La persistencia de un marco político repetidamente falsificado requiere una explicación más allá de irracionalidad del votante o asimetría informacional. Gilens y Page (2014) proporcionan la explicación estructural. Analizando 1,779 resultados políticos entre 1981 y 2002, encontraron que ciudadanos adinerados en el percentil 90 de ingresos e intereses empresariales organizados ejercen influencia independiente sustancial en política, mientras que las preferencias de ciudadanos de ingresos medianos muestran “ningún efecto independiente discernible en la formulación de políticas en absoluto”.[s]

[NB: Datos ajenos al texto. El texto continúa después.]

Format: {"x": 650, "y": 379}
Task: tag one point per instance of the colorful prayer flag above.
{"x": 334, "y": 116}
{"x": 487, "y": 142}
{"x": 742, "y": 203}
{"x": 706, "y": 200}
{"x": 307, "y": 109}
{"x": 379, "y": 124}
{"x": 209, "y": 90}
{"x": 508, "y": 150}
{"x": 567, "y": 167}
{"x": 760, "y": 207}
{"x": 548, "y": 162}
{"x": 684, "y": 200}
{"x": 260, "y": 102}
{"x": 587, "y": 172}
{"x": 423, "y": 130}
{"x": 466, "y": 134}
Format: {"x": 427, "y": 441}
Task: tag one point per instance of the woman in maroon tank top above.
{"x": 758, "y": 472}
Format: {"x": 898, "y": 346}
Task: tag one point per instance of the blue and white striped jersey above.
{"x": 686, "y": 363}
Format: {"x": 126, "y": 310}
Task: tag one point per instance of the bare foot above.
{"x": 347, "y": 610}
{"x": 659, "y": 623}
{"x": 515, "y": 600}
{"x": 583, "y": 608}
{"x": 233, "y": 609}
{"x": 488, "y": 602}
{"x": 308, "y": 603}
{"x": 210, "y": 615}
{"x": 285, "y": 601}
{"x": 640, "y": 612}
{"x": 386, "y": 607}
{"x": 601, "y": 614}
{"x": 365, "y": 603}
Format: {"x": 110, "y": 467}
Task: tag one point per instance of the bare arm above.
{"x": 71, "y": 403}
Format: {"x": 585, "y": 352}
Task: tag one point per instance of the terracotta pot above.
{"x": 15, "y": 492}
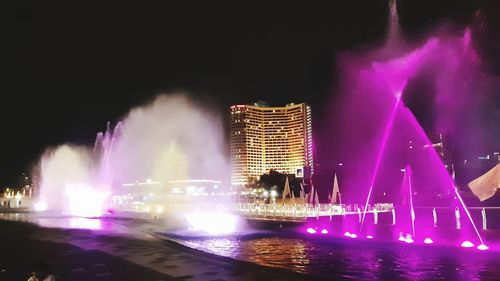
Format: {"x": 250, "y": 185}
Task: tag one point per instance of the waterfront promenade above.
{"x": 119, "y": 251}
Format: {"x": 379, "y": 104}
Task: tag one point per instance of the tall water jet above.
{"x": 168, "y": 140}
{"x": 388, "y": 135}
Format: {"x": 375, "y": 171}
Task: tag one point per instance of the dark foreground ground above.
{"x": 89, "y": 255}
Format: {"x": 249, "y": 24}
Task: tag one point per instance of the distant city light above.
{"x": 482, "y": 247}
{"x": 428, "y": 241}
{"x": 214, "y": 223}
{"x": 40, "y": 206}
{"x": 311, "y": 230}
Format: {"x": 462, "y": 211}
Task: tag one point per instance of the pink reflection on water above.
{"x": 311, "y": 230}
{"x": 85, "y": 200}
{"x": 84, "y": 223}
{"x": 482, "y": 247}
{"x": 428, "y": 241}
{"x": 467, "y": 244}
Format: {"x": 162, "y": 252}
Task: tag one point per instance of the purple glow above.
{"x": 84, "y": 200}
{"x": 85, "y": 223}
{"x": 214, "y": 223}
{"x": 482, "y": 247}
{"x": 380, "y": 153}
{"x": 401, "y": 238}
{"x": 467, "y": 244}
{"x": 311, "y": 230}
{"x": 428, "y": 241}
{"x": 409, "y": 240}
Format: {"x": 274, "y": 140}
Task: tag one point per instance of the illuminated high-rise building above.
{"x": 265, "y": 138}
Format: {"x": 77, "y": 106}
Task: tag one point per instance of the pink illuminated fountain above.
{"x": 377, "y": 135}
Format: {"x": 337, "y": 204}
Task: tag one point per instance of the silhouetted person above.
{"x": 41, "y": 272}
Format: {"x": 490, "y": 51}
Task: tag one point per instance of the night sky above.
{"x": 69, "y": 67}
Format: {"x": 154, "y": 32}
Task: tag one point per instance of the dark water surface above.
{"x": 361, "y": 261}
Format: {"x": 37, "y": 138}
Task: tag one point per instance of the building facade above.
{"x": 265, "y": 138}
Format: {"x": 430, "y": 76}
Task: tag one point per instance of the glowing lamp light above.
{"x": 85, "y": 200}
{"x": 40, "y": 206}
{"x": 214, "y": 223}
{"x": 401, "y": 238}
{"x": 467, "y": 244}
{"x": 409, "y": 240}
{"x": 428, "y": 241}
{"x": 311, "y": 230}
{"x": 482, "y": 247}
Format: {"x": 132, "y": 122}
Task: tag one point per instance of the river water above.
{"x": 356, "y": 261}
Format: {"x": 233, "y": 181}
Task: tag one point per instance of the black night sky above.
{"x": 67, "y": 68}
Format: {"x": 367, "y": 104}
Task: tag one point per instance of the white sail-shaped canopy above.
{"x": 335, "y": 192}
{"x": 486, "y": 185}
{"x": 286, "y": 189}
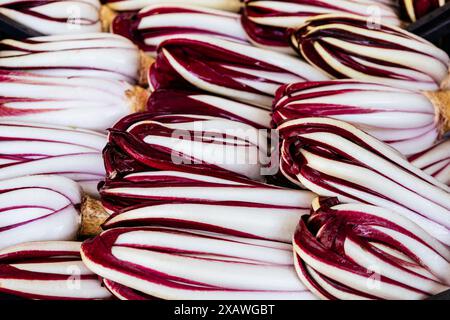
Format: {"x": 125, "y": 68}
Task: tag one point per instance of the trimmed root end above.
{"x": 138, "y": 99}
{"x": 107, "y": 16}
{"x": 93, "y": 215}
{"x": 145, "y": 63}
{"x": 445, "y": 85}
{"x": 441, "y": 102}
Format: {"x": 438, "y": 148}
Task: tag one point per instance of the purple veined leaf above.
{"x": 38, "y": 208}
{"x": 177, "y": 264}
{"x": 390, "y": 3}
{"x": 163, "y": 102}
{"x": 185, "y": 142}
{"x": 226, "y": 68}
{"x": 122, "y": 292}
{"x": 79, "y": 102}
{"x": 154, "y": 24}
{"x": 435, "y": 161}
{"x": 50, "y": 270}
{"x": 402, "y": 118}
{"x": 175, "y": 186}
{"x": 416, "y": 9}
{"x": 236, "y": 207}
{"x": 53, "y": 17}
{"x": 30, "y": 149}
{"x": 346, "y": 46}
{"x": 269, "y": 23}
{"x": 97, "y": 55}
{"x": 358, "y": 251}
{"x": 335, "y": 159}
{"x": 134, "y": 5}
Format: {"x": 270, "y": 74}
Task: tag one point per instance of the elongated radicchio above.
{"x": 38, "y": 208}
{"x": 407, "y": 120}
{"x": 416, "y": 9}
{"x": 435, "y": 161}
{"x": 346, "y": 46}
{"x": 192, "y": 143}
{"x": 269, "y": 23}
{"x": 134, "y": 5}
{"x": 188, "y": 265}
{"x": 357, "y": 251}
{"x": 72, "y": 101}
{"x": 335, "y": 159}
{"x": 28, "y": 149}
{"x": 50, "y": 270}
{"x": 53, "y": 17}
{"x": 97, "y": 55}
{"x": 154, "y": 24}
{"x": 234, "y": 206}
{"x": 226, "y": 68}
{"x": 178, "y": 102}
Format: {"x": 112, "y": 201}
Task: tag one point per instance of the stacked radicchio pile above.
{"x": 186, "y": 205}
{"x": 49, "y": 270}
{"x": 269, "y": 23}
{"x": 409, "y": 121}
{"x": 344, "y": 46}
{"x": 80, "y": 102}
{"x": 52, "y": 17}
{"x": 154, "y": 24}
{"x": 95, "y": 55}
{"x": 357, "y": 251}
{"x": 416, "y": 9}
{"x": 226, "y": 68}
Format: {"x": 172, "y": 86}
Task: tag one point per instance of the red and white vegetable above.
{"x": 154, "y": 24}
{"x": 435, "y": 161}
{"x": 79, "y": 102}
{"x": 53, "y": 17}
{"x": 38, "y": 208}
{"x": 335, "y": 159}
{"x": 192, "y": 143}
{"x": 405, "y": 119}
{"x": 231, "y": 69}
{"x": 187, "y": 265}
{"x": 96, "y": 55}
{"x": 134, "y": 5}
{"x": 269, "y": 23}
{"x": 179, "y": 102}
{"x": 233, "y": 206}
{"x": 345, "y": 46}
{"x": 357, "y": 251}
{"x": 28, "y": 149}
{"x": 49, "y": 270}
{"x": 416, "y": 9}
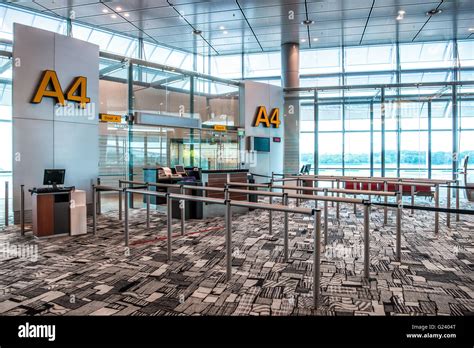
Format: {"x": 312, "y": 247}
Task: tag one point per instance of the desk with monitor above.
{"x": 58, "y": 210}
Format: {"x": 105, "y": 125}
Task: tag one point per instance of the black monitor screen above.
{"x": 261, "y": 144}
{"x": 54, "y": 176}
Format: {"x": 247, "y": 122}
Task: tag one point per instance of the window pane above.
{"x": 357, "y": 151}
{"x": 262, "y": 64}
{"x": 441, "y": 115}
{"x": 466, "y": 53}
{"x": 414, "y": 153}
{"x": 320, "y": 61}
{"x": 330, "y": 150}
{"x": 370, "y": 58}
{"x": 426, "y": 55}
{"x": 330, "y": 117}
{"x": 306, "y": 149}
{"x": 357, "y": 117}
{"x": 414, "y": 115}
{"x": 441, "y": 150}
{"x": 391, "y": 150}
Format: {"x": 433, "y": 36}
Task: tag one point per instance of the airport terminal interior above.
{"x": 237, "y": 157}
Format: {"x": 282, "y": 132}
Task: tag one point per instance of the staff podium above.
{"x": 59, "y": 213}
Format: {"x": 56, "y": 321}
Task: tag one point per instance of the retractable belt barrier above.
{"x": 283, "y": 207}
{"x": 228, "y": 236}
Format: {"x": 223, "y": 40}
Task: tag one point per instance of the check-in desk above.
{"x": 59, "y": 213}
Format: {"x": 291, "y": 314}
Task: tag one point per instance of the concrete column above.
{"x": 290, "y": 66}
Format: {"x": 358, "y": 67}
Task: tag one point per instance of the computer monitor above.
{"x": 180, "y": 170}
{"x": 54, "y": 177}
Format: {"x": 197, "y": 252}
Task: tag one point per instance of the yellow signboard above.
{"x": 110, "y": 118}
{"x": 77, "y": 91}
{"x": 262, "y": 117}
{"x": 220, "y": 128}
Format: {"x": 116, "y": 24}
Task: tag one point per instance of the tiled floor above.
{"x": 97, "y": 275}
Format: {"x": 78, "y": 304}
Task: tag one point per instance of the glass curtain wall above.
{"x": 127, "y": 148}
{"x": 5, "y": 134}
{"x": 420, "y": 138}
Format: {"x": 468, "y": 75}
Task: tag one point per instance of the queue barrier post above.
{"x": 326, "y": 218}
{"x": 22, "y": 209}
{"x": 6, "y": 202}
{"x": 228, "y": 239}
{"x": 285, "y": 231}
{"x": 182, "y": 209}
{"x": 99, "y": 207}
{"x": 398, "y": 247}
{"x": 385, "y": 199}
{"x": 169, "y": 218}
{"x": 317, "y": 259}
{"x": 448, "y": 205}
{"x": 147, "y": 200}
{"x": 120, "y": 200}
{"x": 436, "y": 206}
{"x": 366, "y": 241}
{"x": 94, "y": 209}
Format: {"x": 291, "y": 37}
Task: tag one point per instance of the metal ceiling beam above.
{"x": 169, "y": 68}
{"x": 111, "y": 68}
{"x": 376, "y": 86}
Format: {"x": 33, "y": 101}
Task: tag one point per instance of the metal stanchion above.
{"x": 285, "y": 232}
{"x": 94, "y": 210}
{"x": 270, "y": 213}
{"x": 398, "y": 246}
{"x": 325, "y": 219}
{"x": 22, "y": 209}
{"x": 436, "y": 206}
{"x": 385, "y": 209}
{"x": 457, "y": 201}
{"x": 169, "y": 218}
{"x": 99, "y": 208}
{"x": 147, "y": 200}
{"x": 120, "y": 204}
{"x": 298, "y": 192}
{"x": 366, "y": 241}
{"x": 127, "y": 197}
{"x": 6, "y": 202}
{"x": 182, "y": 207}
{"x": 355, "y": 206}
{"x": 228, "y": 239}
{"x": 370, "y": 189}
{"x": 317, "y": 259}
{"x": 332, "y": 193}
{"x": 448, "y": 205}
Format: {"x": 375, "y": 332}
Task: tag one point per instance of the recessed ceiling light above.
{"x": 434, "y": 12}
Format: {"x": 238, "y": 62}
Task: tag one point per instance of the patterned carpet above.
{"x": 97, "y": 275}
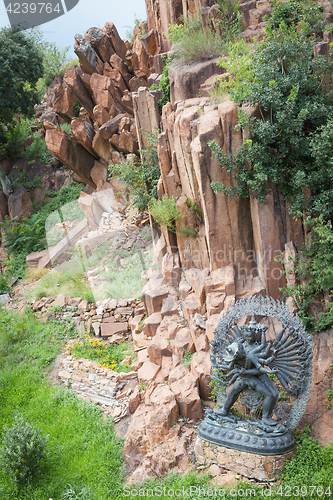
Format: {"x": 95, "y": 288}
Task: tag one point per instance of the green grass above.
{"x": 109, "y": 356}
{"x": 82, "y": 448}
{"x": 56, "y": 282}
{"x": 125, "y": 279}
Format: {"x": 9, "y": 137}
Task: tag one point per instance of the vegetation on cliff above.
{"x": 290, "y": 142}
{"x": 21, "y": 66}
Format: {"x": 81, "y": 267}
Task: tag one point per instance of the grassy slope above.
{"x": 82, "y": 447}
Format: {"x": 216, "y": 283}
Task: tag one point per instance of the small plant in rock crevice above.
{"x": 187, "y": 358}
{"x": 141, "y": 175}
{"x": 165, "y": 212}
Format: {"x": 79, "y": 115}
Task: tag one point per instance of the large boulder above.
{"x": 70, "y": 152}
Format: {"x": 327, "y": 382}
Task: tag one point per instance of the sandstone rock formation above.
{"x": 96, "y": 99}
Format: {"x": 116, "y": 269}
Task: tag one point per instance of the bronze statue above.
{"x": 253, "y": 367}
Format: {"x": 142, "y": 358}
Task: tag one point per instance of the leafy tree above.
{"x": 21, "y": 65}
{"x": 291, "y": 137}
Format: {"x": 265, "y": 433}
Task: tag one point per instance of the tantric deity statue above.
{"x": 256, "y": 370}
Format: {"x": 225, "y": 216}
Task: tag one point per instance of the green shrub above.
{"x": 314, "y": 270}
{"x": 66, "y": 127}
{"x": 165, "y": 212}
{"x": 291, "y": 142}
{"x": 23, "y": 450}
{"x": 293, "y": 12}
{"x": 191, "y": 44}
{"x": 16, "y": 134}
{"x": 164, "y": 84}
{"x": 141, "y": 176}
{"x": 38, "y": 149}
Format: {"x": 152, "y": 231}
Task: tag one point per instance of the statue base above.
{"x": 243, "y": 435}
{"x": 262, "y": 468}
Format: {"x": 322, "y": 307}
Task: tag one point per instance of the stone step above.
{"x": 99, "y": 399}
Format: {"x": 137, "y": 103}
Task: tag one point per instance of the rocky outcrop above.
{"x": 96, "y": 99}
{"x": 162, "y": 13}
{"x": 220, "y": 231}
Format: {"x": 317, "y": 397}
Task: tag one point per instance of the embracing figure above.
{"x": 245, "y": 359}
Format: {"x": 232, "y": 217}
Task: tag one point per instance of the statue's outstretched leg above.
{"x": 232, "y": 397}
{"x": 270, "y": 401}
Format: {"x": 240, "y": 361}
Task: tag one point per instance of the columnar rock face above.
{"x": 214, "y": 230}
{"x": 162, "y": 13}
{"x": 96, "y": 99}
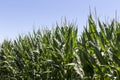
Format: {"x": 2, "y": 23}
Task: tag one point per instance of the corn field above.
{"x": 60, "y": 54}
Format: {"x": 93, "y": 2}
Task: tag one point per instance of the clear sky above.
{"x": 21, "y": 16}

Esta asimetría crea un ciclo autorreforzante específico para política fiscal. Los recortes fiscales para ricos aumentan ingresos disponibles en la cima. Una porción de esos ingresos fluye hacia financiamiento de campaña y defensa política. Organizaciones como el Club for Growth, cuyo PAC recibió contribuciones de $350,000 o más de ocho donantes individuales incluyendo Peter Thiel, dirigen millones exclusivamente a candidatos republicanos comprometidos con reducciones fiscales adicionales.[s] La política crea su propia base electoral, y esa base electoral financia su propia perpetuación.

La infraestructura discursiva que apoya la política es igualmente autosostenible. La curva de LafferTeoría económica que propone que reducir las tasas impositivas puede aumentar los ingresos fiscales totales al estimular el crecimiento económico, aunque la evidencia empírica es mixta., que postula que los recortes fiscales generan crecimiento suficiente para aumentar ingresos netos, fue invocada 425 veces en debates del Congreso entre finales de los años 1970 y 2010.[s] La persistencia de este dispositivo de encuadre a pesar de refutación empírica consistente sugiere que su función es retórica en lugar de analítica: proporciona cobertura legislativa para una política cuya justificación real es alineación de donantes.

Condiciones estructurales para cambio de política

La literatura del fracaso de la economía de goteo identifica una asimetría clara: el caso probatorio contra la política es abrumador, pero la economía política que la sustenta permanece intacta. Reforma de financiamiento de campaña, financiamiento público de elecciones, o restricciones significativas al gasto político por beneficiarios directos de política fiscal alterarían el ciclo de retroalimentación. Sin tales cambios estructurales, el récord empírico continuará creciendo mientras el marco político permanece sin perturbación. El fracaso no es de evidencia sino de transmisión: el mecanismo por el cual se supone que la evidencia influencia política ha sido capturado por los intereses que la política sirve.

Como el mismo Hope notó: “El caso económico para mantener impuestos sobre ricos bajos es débil.”[s] El caso político, medido en dólares de donantes, permanece fuerte. Esa brecha es toda la historia.